According to an article published last week by the New York Times, U.S. elite professionals earn 3.5 times more than the typical (median) worker in all occupations. Its income inequality is testified by the Gini coefficient that, according to the United States Census Bureau, for the 2016 was 0.481. Such a huge different is overcame only by other two countries in the world: Israel and Mexico.
Additionally, when I looked at the NTY chart that refers to the analysis extracted from the World Income Database, I realized that even Italy (my home country) is much less unequal than the United States, where over the last year only the 1 percent’s share of national income has experienced a sharp growth: this information has really blown my mind, because before moving to the U.S. I believed that Italy was one of the worse country for what concerns inequality, because its rate has been rising without control. Actually, it is not.
What it’s really going on in the U.S.? Mr. Trump is taking advantage of the argument on increasing inequality spreading along the country, stating that the main causes of the rising poverty rate have to be referred to: the evil nations oversea, like China, that are responsible for unfair trade negotiations and stealing jobs to U.S. workers, or to the immigrants, who also steal jobs from U.S. workers. Conversely, others believe that the cause of this situation relies on the switch of the type of experts needed in the work place. The number of people employed in the information technology industry is still too tiny, and it has not been contributing to the rise of the average incomes.
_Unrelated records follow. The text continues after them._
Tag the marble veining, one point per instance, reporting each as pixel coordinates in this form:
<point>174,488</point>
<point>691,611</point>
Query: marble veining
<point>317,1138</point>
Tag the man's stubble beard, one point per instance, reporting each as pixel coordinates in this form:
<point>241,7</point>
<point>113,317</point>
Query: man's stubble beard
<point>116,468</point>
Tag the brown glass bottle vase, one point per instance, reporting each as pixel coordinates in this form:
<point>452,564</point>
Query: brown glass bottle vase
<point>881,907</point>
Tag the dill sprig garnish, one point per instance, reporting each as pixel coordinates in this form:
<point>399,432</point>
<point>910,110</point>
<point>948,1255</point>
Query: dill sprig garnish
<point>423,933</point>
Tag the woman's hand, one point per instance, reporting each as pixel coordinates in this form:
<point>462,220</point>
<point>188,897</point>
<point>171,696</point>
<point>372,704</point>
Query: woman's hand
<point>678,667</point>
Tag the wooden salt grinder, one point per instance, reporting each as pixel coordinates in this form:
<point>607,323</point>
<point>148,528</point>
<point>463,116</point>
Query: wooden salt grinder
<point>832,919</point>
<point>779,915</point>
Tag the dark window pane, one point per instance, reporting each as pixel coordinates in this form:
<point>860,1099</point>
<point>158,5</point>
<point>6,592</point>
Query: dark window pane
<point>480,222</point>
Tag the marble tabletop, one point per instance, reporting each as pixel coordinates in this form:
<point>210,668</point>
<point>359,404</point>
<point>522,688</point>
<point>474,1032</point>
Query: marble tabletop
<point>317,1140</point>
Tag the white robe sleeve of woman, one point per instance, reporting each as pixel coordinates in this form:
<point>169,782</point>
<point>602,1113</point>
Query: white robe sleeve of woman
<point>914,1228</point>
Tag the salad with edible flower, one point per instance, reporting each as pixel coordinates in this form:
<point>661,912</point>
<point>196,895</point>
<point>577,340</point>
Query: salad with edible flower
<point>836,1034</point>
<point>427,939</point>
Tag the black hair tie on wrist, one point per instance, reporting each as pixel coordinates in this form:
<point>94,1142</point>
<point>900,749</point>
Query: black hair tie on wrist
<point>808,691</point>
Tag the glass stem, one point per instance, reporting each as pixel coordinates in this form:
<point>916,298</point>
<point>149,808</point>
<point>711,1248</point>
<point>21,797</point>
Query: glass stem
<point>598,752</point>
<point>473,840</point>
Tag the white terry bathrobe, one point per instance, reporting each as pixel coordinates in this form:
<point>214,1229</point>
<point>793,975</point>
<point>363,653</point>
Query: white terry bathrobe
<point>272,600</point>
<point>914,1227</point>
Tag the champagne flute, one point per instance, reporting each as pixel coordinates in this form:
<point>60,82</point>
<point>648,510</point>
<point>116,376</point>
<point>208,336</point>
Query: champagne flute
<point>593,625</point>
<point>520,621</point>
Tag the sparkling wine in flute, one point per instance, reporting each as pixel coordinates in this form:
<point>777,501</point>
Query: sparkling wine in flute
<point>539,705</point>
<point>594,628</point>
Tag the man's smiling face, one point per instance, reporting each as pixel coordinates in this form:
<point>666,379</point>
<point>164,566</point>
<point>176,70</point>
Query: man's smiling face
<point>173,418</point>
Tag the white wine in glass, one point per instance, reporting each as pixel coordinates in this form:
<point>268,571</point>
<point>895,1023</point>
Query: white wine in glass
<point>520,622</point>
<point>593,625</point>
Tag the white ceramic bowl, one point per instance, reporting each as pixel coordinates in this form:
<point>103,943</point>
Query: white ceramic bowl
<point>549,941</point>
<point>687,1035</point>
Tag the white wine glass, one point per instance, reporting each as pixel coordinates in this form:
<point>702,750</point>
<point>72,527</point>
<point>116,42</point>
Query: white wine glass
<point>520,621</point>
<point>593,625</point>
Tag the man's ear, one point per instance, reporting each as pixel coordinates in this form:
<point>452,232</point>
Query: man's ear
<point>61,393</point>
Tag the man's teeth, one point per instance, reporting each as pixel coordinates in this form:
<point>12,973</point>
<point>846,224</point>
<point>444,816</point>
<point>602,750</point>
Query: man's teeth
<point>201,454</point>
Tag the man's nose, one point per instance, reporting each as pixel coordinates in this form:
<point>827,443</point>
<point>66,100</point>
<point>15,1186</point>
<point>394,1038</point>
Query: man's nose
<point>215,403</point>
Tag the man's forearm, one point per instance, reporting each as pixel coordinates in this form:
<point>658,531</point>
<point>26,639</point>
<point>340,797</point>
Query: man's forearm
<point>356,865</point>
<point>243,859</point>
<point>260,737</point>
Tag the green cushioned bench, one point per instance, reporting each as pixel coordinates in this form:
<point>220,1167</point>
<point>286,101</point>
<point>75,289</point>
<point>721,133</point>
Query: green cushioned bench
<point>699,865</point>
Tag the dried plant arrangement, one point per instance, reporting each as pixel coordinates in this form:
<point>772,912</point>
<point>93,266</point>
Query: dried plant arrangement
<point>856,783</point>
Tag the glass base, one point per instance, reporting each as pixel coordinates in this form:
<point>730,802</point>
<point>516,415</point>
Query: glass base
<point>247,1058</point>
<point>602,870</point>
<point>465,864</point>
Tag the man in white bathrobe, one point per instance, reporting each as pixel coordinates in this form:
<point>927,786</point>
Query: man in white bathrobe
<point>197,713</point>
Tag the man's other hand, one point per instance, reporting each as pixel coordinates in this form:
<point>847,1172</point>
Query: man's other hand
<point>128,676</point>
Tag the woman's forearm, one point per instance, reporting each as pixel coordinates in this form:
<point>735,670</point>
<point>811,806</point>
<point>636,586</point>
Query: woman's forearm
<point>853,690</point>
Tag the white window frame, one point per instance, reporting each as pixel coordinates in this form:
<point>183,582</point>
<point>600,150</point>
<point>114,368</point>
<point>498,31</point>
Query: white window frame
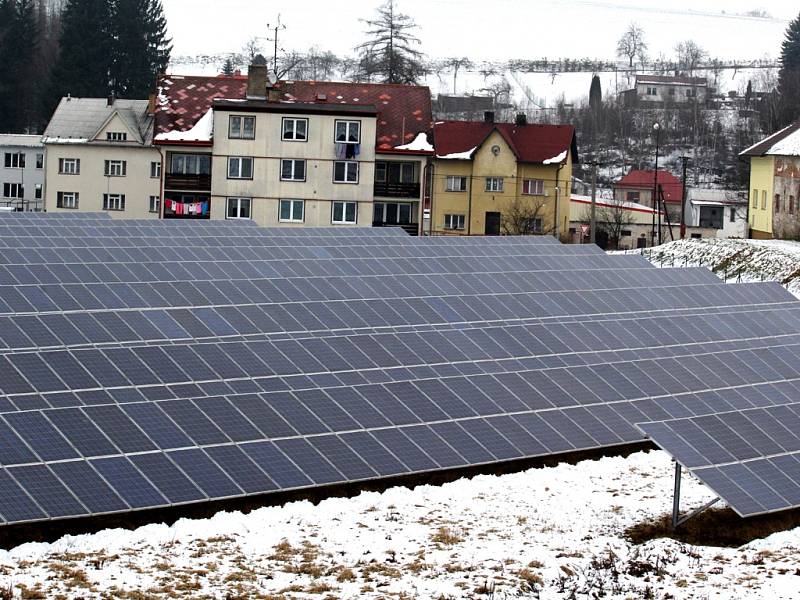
<point>349,166</point>
<point>242,134</point>
<point>240,204</point>
<point>533,187</point>
<point>239,161</point>
<point>455,222</point>
<point>14,160</point>
<point>348,124</point>
<point>450,183</point>
<point>69,166</point>
<point>69,200</point>
<point>293,204</point>
<point>494,184</point>
<point>114,202</point>
<point>9,190</point>
<point>116,168</point>
<point>344,205</point>
<point>294,132</point>
<point>293,171</point>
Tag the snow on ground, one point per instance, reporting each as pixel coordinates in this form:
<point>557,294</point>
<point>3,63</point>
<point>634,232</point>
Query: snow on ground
<point>735,260</point>
<point>543,533</point>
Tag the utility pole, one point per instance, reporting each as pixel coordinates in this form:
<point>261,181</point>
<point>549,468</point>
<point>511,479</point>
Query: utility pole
<point>593,224</point>
<point>685,160</point>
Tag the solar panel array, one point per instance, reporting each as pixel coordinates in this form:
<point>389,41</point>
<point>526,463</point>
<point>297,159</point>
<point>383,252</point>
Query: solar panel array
<point>151,364</point>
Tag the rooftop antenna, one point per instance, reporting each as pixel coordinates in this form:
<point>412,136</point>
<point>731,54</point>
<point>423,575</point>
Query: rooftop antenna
<point>278,27</point>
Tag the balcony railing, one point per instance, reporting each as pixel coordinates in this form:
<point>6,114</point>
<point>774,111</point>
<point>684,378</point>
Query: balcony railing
<point>388,189</point>
<point>181,181</point>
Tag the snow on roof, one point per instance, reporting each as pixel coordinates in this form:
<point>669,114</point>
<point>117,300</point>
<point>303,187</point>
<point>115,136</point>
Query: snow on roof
<point>420,144</point>
<point>200,132</point>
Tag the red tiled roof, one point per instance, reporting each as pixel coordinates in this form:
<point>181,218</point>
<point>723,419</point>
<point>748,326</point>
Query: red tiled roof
<point>404,111</point>
<point>530,143</point>
<point>643,180</point>
<point>182,101</point>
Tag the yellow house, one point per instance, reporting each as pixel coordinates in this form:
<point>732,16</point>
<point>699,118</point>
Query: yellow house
<point>501,178</point>
<point>775,185</point>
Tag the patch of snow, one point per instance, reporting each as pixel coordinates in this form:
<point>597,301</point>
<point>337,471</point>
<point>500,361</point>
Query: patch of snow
<point>556,159</point>
<point>201,132</point>
<point>458,155</point>
<point>420,144</point>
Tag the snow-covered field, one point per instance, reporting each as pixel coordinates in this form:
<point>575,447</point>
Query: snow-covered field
<point>543,533</point>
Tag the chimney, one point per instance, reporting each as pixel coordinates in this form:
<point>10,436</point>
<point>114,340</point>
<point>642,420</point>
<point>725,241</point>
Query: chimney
<point>257,82</point>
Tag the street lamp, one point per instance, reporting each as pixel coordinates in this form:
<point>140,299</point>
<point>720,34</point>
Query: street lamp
<point>657,130</point>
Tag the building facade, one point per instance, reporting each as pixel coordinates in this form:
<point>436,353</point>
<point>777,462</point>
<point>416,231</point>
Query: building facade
<point>501,178</point>
<point>22,172</point>
<point>775,185</point>
<point>99,157</point>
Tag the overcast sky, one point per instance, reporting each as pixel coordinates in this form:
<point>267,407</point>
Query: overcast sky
<point>488,29</point>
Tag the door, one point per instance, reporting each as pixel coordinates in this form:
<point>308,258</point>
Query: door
<point>492,223</point>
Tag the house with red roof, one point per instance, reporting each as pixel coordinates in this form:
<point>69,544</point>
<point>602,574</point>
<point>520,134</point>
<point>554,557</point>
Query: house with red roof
<point>502,178</point>
<point>637,186</point>
<point>293,152</point>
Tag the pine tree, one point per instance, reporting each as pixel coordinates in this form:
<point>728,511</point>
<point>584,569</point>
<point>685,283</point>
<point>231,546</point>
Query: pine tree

Yet, one of the main reason, as the NYT states correctly, is connected to the fact that since 1980 all the norms, both legal or economical, have been shaped by the upper middle class. This factor has led the richer people increasing their influence in the political life so that they could execute their power on the economy, reforming and reshaping the norms according to their interests.
This issue inevitably refers to the recent, and debated, tax plan overhaul, that it does not seem helping to decrease inequality in the country.
As a result, as is shown in this interesting visualization, between 1980 and 2014 the largest income growth has been registered only by the 99.999th percentile, a growth that will keep rising making richer people even more rich.